On Tuesday, the FDA said its final scientific review ended that concern. Still, the agency did slightly strengthen how it regulates the fillings, urging dentists to provide their patients with a government-written statement detailing the mercury controversy and what science shows.
Anti-mercury activists accused the agency of bowing to the dental industry and said they would go back to court to try to force a change.
“FDA broke its contract and broke its word that it would put warnings for children and unborn children,” said Charles Brown of Consumers for Dental Choice.“This contemptuous attitude toward children and the unborn will not go unanswered.”
Whoops, too late. Yup, that’s right folks, the FDA is out to kill children! Aaagghh!!!
Give me a break… reasoning with nutbags like this is like pulling teeth.
Well, since I’ve been bagging on the alt-med nonsense lately, I simply couldn’t pass up this headline. And folks… the headline says it all… “No Alternative Cures Found”… Zilch… Nada… Zip… Zero! Despite their inability to understand the most basic aspects of science and the associated math, I think that zero is a number that even alt-med woo-meisters can grasp 🙂
Big, government-funded studies show most work no better than placebos
Ten years ago the government set out to test herbal and other alternative health remedies to find the ones that work. After spending $2.5 billion, the disappointing answer seems to be that almost none of them do.
Echinacea for colds. Ginkgo biloba for memory. Glucosamine and chondroitin for arthritis. Black cohosh for menopausal hot flashes. Saw palmetto for prostate problems. Shark cartilage for cancer. All proved no better than dummy pills in big studies funded by the National Center for Complementary and Alternative Medicine. The lone exception: ginger capsules may help chemotherapy nausea.
As for therapies, acupuncture has been shown to help certain conditions, and yoga, massage, meditation and other relaxation methods may relieve symptoms like pain, anxiety and fatigue.
However, the government also is funding studies of purported energy fields, distance healing and other approaches that have little if any biological plausibility or scientific evidence.
Taxpayers are bankrolling studies of whether pressing various spots on your head can help with weight loss, whether brain waves emitted from a special “master” can help break cocaine addiction, and whether wearing magnets can help the painful wrist problem, carpal tunnel syndrome.

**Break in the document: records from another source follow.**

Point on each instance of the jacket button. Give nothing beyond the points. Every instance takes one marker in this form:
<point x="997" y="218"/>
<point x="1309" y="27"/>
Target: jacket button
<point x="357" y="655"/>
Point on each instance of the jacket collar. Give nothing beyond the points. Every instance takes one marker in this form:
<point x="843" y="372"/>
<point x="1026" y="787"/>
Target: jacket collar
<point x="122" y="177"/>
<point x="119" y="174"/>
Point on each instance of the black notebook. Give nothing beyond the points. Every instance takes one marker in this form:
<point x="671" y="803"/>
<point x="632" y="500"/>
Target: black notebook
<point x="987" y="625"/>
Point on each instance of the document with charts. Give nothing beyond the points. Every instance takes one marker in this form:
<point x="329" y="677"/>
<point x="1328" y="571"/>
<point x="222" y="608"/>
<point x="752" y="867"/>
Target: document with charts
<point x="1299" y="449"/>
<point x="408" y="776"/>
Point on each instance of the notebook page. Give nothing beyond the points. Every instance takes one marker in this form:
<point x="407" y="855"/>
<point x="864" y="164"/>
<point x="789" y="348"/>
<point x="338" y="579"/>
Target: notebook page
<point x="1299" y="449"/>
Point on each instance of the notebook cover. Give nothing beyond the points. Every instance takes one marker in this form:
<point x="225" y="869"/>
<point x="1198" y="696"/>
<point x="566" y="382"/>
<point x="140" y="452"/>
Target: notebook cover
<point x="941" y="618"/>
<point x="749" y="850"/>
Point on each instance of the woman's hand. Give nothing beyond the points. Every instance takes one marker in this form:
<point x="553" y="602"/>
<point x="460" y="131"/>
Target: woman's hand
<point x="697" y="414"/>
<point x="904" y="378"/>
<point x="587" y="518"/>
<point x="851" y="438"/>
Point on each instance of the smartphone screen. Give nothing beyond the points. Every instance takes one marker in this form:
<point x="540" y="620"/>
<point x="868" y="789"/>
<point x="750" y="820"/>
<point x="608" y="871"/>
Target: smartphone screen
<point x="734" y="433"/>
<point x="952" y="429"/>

The acupressure weight-loss technique won a $2 million grant even though a small trial of it on 60 people found no statistically significant benefit — only an encouraging trend that could have occurred by chance. The researcher says the pilot study was just to see if the technique was feasible.
“You expect scientific thinking” at a federal science agency, said R. Barker Bausell, author of “Snake Oil Science” and a research methods expert at the University of Maryland, one of the agency’s top-funded research sites. “It’s become politically correct to investigate nonsense.”

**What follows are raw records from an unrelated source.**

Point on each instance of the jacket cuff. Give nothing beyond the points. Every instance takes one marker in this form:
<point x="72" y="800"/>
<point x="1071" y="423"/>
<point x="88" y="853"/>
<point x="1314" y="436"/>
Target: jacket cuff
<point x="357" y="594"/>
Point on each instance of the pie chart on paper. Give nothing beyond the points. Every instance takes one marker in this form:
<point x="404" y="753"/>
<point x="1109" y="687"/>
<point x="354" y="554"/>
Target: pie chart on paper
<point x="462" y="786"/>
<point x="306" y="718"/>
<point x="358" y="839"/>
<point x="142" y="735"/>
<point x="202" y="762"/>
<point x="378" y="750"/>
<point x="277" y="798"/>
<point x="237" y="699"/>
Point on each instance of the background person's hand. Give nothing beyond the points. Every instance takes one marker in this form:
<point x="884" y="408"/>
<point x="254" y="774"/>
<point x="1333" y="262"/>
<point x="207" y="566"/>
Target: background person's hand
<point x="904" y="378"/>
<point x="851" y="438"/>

Since I’m on a kick about alt-med lately, let me just throw one more thing into the mix… a recent news story about how alt-med quackery has gone mainstream:
The news article is very revealing in its analysis of how pseudoscientific nonsense such as reiki, touch therapy, and “natural” herbal supplements have wormed their way into the medical profession over the years. One of the big reasons is due to a political push…

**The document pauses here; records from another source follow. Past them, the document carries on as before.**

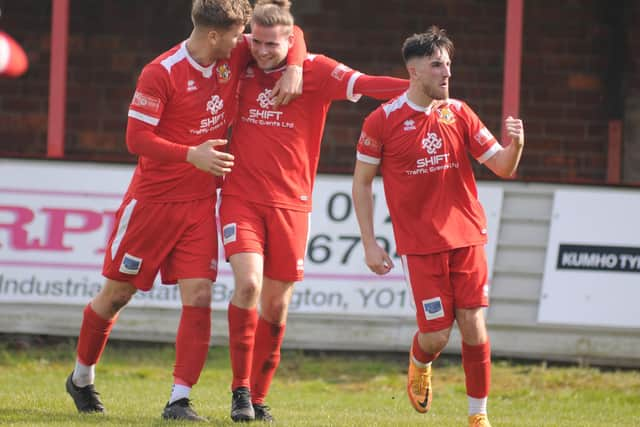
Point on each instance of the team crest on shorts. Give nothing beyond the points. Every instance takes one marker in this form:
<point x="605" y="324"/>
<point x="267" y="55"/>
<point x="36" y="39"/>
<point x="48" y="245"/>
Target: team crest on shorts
<point x="446" y="116"/>
<point x="433" y="308"/>
<point x="224" y="72"/>
<point x="229" y="233"/>
<point x="130" y="264"/>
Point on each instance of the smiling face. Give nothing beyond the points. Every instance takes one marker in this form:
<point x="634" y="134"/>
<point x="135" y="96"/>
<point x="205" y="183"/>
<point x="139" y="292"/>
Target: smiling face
<point x="270" y="45"/>
<point x="431" y="74"/>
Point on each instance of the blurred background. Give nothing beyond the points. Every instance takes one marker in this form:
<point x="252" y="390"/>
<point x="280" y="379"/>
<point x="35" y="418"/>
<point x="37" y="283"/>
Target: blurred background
<point x="579" y="93"/>
<point x="565" y="257"/>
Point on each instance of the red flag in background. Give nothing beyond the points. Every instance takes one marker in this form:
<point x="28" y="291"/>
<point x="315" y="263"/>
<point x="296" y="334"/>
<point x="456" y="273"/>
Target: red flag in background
<point x="13" y="60"/>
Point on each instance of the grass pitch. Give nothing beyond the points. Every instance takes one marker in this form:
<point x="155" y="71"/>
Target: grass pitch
<point x="310" y="389"/>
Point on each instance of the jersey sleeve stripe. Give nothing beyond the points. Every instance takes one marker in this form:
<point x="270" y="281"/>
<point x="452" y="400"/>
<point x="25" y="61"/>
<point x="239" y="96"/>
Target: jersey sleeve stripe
<point x="144" y="118"/>
<point x="489" y="153"/>
<point x="367" y="159"/>
<point x="352" y="82"/>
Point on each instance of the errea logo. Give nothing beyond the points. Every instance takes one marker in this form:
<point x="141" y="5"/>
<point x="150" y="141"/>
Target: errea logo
<point x="265" y="100"/>
<point x="432" y="143"/>
<point x="215" y="104"/>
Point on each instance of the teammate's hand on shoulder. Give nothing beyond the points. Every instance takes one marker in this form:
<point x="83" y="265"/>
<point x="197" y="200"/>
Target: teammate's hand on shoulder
<point x="288" y="87"/>
<point x="207" y="158"/>
<point x="377" y="259"/>
<point x="515" y="130"/>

Fifteen years ago, Congress decided to allow dietary and herbal supplements to be sold without federal Food and Drug Administration approval. The number of products soared, from about 4,000 then to well over 40,000 now.
Ten years ago, Congress created a new federal agency to study supplements and unconventional therapies. But more than $2.5 billion of tax-financed research has not found any cures or major treatment advances, aside from certain uses for acupuncture and ginger for chemotherapy-related nausea. If anything, evidence has mounted that many of these pills and therapies lack value.